Existe-t-il des critères obligatoires concernant la réanimation ?
L’hôpital cantonal de Bâle-Campagne applique les directives de l’Académie suisse des sciences.
Que sait-on des effets à long terme de la ventilation mécanique ?
On en sait peu à l’heure actuelle, on se concentre actuellement sur la fourniture de soins vitaux aux patients hospitalisés et on est heureux s’ils survivent. “Pour l’instant, nous sommes en mode crise et nous devons voir comment nous pouvons gérer le nombre de cas”, a déclaré l’infectiologue.
Existe-t-il une explication aux différences de taux d’infection et de mortalité entre les pays/régions ?
On n’en sait pas beaucoup plus à l’heure actuelle.
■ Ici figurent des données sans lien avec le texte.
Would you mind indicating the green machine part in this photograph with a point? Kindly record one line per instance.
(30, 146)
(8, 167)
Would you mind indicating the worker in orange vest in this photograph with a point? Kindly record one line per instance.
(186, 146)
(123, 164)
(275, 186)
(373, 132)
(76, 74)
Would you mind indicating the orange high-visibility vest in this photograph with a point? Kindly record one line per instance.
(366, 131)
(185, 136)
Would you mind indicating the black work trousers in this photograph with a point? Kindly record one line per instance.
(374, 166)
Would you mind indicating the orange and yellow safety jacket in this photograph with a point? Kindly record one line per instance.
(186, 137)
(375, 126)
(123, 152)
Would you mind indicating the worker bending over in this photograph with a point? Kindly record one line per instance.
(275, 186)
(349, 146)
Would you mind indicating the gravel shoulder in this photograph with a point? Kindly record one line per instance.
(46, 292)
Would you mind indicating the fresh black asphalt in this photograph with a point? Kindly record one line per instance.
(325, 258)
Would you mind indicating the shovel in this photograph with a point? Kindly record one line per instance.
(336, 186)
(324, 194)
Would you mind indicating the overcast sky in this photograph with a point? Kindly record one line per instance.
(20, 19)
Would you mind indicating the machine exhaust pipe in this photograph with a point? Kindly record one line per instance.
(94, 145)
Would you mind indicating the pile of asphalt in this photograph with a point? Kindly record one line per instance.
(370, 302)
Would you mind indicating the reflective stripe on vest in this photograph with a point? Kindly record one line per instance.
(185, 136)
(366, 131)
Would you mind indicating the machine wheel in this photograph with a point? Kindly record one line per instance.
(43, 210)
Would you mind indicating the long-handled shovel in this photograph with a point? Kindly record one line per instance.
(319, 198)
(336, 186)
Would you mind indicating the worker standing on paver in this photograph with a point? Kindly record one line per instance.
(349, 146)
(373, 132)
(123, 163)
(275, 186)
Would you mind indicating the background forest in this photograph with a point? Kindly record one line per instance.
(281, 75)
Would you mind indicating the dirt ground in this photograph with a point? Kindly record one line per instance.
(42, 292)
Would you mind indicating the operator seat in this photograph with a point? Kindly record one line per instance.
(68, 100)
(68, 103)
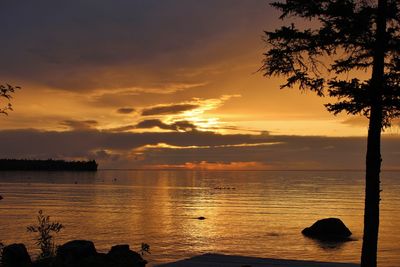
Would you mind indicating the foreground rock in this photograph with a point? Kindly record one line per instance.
(73, 253)
(16, 255)
(330, 229)
(77, 253)
(122, 256)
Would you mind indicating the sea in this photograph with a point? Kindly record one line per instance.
(251, 213)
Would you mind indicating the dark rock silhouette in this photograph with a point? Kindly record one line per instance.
(16, 255)
(122, 256)
(73, 252)
(330, 229)
(76, 253)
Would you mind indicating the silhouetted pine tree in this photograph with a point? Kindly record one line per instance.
(345, 38)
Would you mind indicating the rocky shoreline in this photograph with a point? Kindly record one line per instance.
(76, 253)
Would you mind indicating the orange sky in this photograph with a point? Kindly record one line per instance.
(156, 67)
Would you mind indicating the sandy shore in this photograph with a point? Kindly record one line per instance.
(218, 260)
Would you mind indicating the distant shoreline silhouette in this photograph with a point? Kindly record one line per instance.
(46, 165)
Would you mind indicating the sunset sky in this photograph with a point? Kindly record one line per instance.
(163, 84)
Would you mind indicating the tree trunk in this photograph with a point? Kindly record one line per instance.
(373, 159)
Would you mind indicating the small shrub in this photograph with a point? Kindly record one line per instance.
(145, 248)
(45, 239)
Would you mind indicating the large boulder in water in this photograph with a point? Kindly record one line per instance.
(122, 256)
(72, 253)
(330, 229)
(15, 255)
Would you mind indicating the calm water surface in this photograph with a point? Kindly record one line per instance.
(261, 215)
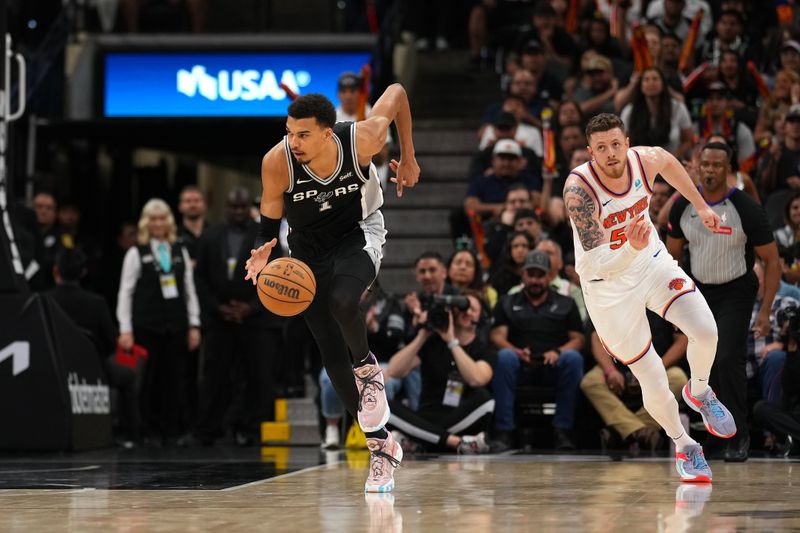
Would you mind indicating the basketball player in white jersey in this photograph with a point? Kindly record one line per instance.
(625, 269)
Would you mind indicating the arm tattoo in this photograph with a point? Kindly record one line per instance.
(580, 208)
Les taux de mortalité plus élevés en Italie par rapport à l’Allemagne ou à la Suisse sont probablement liés à des établissements de santé surchargés. Le fait que les chiffres d’incidence (nombre de nouveaux cas pour 100 000 habitants) soient plus élevés en Suisse que dans d’autres régions du monde est lié aux régions frontalières, qui jouent traditionnellement un rôle important dans l’économie suisse.
Source : Forum pour la formation médicale continue (FOMF) : WebUp : Expertentreff Infektiologie – Talk sur le thème COVID-19. Prof Dr med. Philip Tarr, Hôpital cantonal de Bâle-Campagne, 26.03.2020.